Save beyond Social Security: While it will likely prove to be a component of your retirement future, it probably won’t do the same heavy lifting that we’ve seen in prior generations. It stresses the importance of diversifying retirement income sources.
Save more on your own: Bolstering retirement savings in 401(k)s, IRAs, and other accounts can help cushion any Social Security benefit cuts.
You could even postpone your retirement: Deferring the date at which you start collecting Social Security can increase benefits and extend the time to save.
Stay up-to-date: Monitor potential Social Security updates and plan for any changes on the horizon.
Diversify your income: Rental properties, part-time work, or starting a small business may give you extra money for retirement.
Get the most from Social Security: Knowledge of when and how to claim your full or partial benefit, including one idea that could add hundreds of dollars more a month you never considered.
Take into account healthcare costs: Given possible changes to Medicare and the trend of increasing healthcare costs, planners must consider these expenses.
The Role of Financial Education
As the retirement landscape changes, personal finance skills grow even more relevant. Better educating individuals on retirement planning for employers, financial institutions, and government agencies including:
The fundamental concept behind the Social Security program and how benefits are determined
These Vs Those 6 – Your revenue and savings/planning
Retire income and expense management Tricks
Longevity risk – where this leaves us
Conclusion
The fate of Social Security could be unknown, but for the near term at least it seems that it will likely always remain a part of how we consider preparing to stop working. Yet the hardships it faces emphasize why having a gussied-up, detailed retirement blueprint is so critical.

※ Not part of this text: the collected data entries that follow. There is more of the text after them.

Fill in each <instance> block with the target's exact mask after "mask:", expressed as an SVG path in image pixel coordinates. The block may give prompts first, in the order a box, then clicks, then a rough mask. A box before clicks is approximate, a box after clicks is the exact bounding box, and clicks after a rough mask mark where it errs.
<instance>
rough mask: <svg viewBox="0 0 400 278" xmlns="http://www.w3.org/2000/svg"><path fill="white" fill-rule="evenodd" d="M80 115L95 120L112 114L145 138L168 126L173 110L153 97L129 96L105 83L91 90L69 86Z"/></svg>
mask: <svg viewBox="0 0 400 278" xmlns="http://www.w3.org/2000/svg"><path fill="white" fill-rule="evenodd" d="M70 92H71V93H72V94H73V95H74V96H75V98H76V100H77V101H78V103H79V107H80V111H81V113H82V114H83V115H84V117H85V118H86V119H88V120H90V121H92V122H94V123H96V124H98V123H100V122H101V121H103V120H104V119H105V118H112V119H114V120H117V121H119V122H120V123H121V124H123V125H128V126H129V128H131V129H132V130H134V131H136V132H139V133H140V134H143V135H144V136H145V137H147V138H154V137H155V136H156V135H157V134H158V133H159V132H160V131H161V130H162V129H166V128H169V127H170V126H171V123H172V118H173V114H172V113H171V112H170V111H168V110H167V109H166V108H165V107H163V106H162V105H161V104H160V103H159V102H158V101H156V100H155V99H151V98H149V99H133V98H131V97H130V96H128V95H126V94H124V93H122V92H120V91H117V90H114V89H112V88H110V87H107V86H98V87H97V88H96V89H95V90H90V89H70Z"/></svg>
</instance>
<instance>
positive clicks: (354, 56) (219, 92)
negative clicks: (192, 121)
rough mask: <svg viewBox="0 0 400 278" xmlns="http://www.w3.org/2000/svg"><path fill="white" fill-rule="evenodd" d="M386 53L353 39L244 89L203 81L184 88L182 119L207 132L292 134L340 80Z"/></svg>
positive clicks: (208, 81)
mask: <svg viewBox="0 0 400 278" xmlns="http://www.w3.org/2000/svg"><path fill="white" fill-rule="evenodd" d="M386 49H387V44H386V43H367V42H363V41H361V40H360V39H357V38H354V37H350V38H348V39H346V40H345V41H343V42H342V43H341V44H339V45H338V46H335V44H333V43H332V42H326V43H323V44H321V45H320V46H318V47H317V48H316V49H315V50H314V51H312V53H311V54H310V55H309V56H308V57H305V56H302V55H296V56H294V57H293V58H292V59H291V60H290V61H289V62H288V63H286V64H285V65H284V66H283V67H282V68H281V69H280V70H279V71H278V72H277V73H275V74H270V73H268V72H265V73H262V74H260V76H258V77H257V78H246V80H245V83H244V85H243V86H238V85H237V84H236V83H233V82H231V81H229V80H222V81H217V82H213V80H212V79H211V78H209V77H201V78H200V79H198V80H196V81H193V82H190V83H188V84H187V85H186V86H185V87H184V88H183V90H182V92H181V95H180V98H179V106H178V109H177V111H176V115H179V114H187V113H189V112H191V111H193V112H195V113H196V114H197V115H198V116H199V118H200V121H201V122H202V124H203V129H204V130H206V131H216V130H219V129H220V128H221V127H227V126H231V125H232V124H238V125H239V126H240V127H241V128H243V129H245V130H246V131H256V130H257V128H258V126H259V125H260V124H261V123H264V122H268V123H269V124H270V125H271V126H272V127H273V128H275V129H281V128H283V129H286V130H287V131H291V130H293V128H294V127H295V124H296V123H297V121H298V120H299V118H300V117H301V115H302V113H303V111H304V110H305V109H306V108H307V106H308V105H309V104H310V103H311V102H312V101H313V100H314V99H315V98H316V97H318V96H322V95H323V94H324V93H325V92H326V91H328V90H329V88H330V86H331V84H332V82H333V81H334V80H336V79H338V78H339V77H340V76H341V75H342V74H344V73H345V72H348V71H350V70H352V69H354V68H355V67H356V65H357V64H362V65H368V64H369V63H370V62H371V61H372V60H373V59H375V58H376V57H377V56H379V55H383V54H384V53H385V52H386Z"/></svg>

We view Social Security as one part of a well-diversified retirement plan. Evolving Social SecurityWhether or not your ability to rely on social security, by keeping informed and growing personal savings and tapping into other income streams, Americans can make strides towards a more stable retirement.
As a result, policymakers are in the unenviable position of having to reform Social Security so that it lasts for generations without cutting benefits more than should be done. While discussions of any potential changes continue, it is important to remain actively involved and adjust your retirement planning strategy accordingly.
In the end, retirement security in America will require some changes on all three fronts: personal responsibility for one’s future; a solid public policy that provides a clear path to prosperity and independence for everyone who can make it there; and an understanding enough of what we face collectively about Social Security so as not stop anything from reaching its full potential. If people are prepared for the worst possible outcomes, and don’t let their confidence influence them too much one way or another in any given direction, they’re more able to place themselves on track towards a secure retirement future.